New Albany has a long relationship with glass and, in honor of that tradition, the Carnegie Center for Art & History presents the exhibition Phase Change: Works in Glass by C. Matthew Szösz, on display May 21-July 10, 2010. This exhibit coincides with the Glass Art Society Annual Conference in Louisville (June 10-12) and is one of many exhibitions of glass that will be on display in the New Albany and greater Louisville area during the conference. Phase Change: Works in Glass by C. Matthew Szösz and the opening reception for this exhibit are sponsored by the Carnegie Center, Inc.

Born in Rhode Island, Matthew Szösz has received a BFA, a BID (Industrial Design), and a MFA (Glass) from Rhode Island School of Design. He has worked professionally in art and art related fields in Rhode Island, New Mexico and California for the last twelve years. Recently he has received the Pilchuck Scholarship, a Stein Fund Grant, and the Award of Excellence in Graduate Studies from RISD. He was an Emerging Artist in Residence at Pilchuck in 2007, and a Wheaton Fellow in 2008. He won the 2009 Jutta Cuny-Franz Memorial Award, becoming the second American ever to do so. In the spring of 2010 he was an artist in residence at Nagoya Institute for the Arts and taught a workshop at Toyama Glass Institute, both in Japan. He is currently the Artist in Residence at Virginia Commonwealth University’s division of Craft/Material Studies for 2009-2010.

Of this exhibit, Szösz writes, “The title Phase Change refers to the shift undergone by materials as they move from one state of matter to another—liquid to solid, gas to liquid. This change is the primary concern of many glass workers—blowing, casting, bending, drawing all rely on the transition of glass to a liquid malleable state and back again to solid form. The work presented in this exhibition is the direct result of experimentation and investigation into that change; it is an attempt to freeze for examination that moment, the moment wherein the material undergoes change, both in shape and state.” He continues, “My work is created by employing ready-made material, most often common window glass, as a tool for the investigation of material behavior. It is heated to a point of flexibility, subjected to acute force, and quickly solidified. The resulting forms are created partly by my manipulation, and partly by the physical response of the glass to stresses placed on it… a carefully planned and assembled experiment is prepared, and then submitted to physics for sudden, violent, often unpredicted results.”
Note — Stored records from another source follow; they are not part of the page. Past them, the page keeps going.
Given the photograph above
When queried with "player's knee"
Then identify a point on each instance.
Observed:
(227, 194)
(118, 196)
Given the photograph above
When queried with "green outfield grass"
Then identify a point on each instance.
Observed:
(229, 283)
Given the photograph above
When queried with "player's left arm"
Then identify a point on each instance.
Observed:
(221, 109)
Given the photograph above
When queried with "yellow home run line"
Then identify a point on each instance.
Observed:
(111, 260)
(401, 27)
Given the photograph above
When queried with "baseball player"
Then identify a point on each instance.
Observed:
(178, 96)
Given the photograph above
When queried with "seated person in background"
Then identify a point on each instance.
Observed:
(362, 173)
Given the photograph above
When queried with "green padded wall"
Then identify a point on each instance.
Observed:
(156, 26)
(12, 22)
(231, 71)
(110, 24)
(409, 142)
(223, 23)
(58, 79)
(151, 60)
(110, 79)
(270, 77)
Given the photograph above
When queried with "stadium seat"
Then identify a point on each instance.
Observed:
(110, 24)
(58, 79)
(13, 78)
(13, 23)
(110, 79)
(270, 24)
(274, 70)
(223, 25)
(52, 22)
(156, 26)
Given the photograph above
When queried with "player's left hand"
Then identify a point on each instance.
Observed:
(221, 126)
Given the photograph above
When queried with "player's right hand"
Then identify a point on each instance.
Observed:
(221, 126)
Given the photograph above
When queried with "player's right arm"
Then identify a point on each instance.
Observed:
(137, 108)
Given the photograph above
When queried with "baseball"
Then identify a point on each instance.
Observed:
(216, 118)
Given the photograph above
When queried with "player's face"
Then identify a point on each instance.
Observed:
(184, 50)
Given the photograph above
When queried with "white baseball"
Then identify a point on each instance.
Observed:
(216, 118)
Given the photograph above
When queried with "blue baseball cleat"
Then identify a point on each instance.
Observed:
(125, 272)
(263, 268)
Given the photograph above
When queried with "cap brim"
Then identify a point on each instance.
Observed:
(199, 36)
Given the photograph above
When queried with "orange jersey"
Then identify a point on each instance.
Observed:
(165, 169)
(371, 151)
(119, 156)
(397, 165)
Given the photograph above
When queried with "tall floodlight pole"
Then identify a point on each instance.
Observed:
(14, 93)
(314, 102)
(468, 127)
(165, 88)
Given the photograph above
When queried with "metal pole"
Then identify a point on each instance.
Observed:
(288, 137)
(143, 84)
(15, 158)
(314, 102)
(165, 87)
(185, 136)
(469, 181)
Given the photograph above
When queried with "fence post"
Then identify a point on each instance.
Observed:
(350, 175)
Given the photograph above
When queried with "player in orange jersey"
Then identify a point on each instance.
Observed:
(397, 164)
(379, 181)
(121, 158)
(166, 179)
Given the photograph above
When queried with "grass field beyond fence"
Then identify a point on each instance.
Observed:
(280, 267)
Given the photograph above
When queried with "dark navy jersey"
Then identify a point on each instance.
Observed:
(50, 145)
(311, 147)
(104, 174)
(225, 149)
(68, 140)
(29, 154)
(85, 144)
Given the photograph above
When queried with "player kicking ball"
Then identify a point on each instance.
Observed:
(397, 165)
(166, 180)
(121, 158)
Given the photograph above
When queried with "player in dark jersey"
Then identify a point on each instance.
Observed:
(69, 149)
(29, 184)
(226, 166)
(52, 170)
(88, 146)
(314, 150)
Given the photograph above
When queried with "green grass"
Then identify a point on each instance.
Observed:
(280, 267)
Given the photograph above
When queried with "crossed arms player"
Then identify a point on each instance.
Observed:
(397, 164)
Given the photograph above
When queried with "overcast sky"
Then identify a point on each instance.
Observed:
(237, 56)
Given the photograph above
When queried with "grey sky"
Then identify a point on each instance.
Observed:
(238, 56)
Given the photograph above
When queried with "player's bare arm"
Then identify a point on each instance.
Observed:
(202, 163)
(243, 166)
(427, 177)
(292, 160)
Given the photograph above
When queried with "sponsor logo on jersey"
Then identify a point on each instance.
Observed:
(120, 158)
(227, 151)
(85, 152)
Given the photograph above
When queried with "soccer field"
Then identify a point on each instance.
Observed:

New Albany’s relationship with glass goes back to 1865, when John B. Ford opened his New Albany Glass Works. Ford’s innovations transformed New Albany and glassmaking. The city was the beneficiary of the contributions of skilled craftsmen, who came from England, Belgium and the eastern United States to work at the glass works and many other New Albany businesses benefitted from the success of the glass works. The exhibition Phase Change focuses on transformation as well, specifically the moment of physical and material shifts that change a material into another form, and back again. Carnegie Center Curator Karen Gillenwater explains, “Transformation fascinates us—who hasn’t made a balloon out of a rubber glove or a puppet out of a sock. We are driven to imagine what could be and to invent ways to make our dreams reality. Matthew Szösz takes transformation to a new level by turning sheets of glass that were destined to become windows we would look through into works of art with brilliant colors, intricate patterns and fascinating shapes that we can’t pull our eyes away from. The plate-glass industry transformed New Albany as Szösz transforms simple, flat sheets of plate glass into expressive works of art.”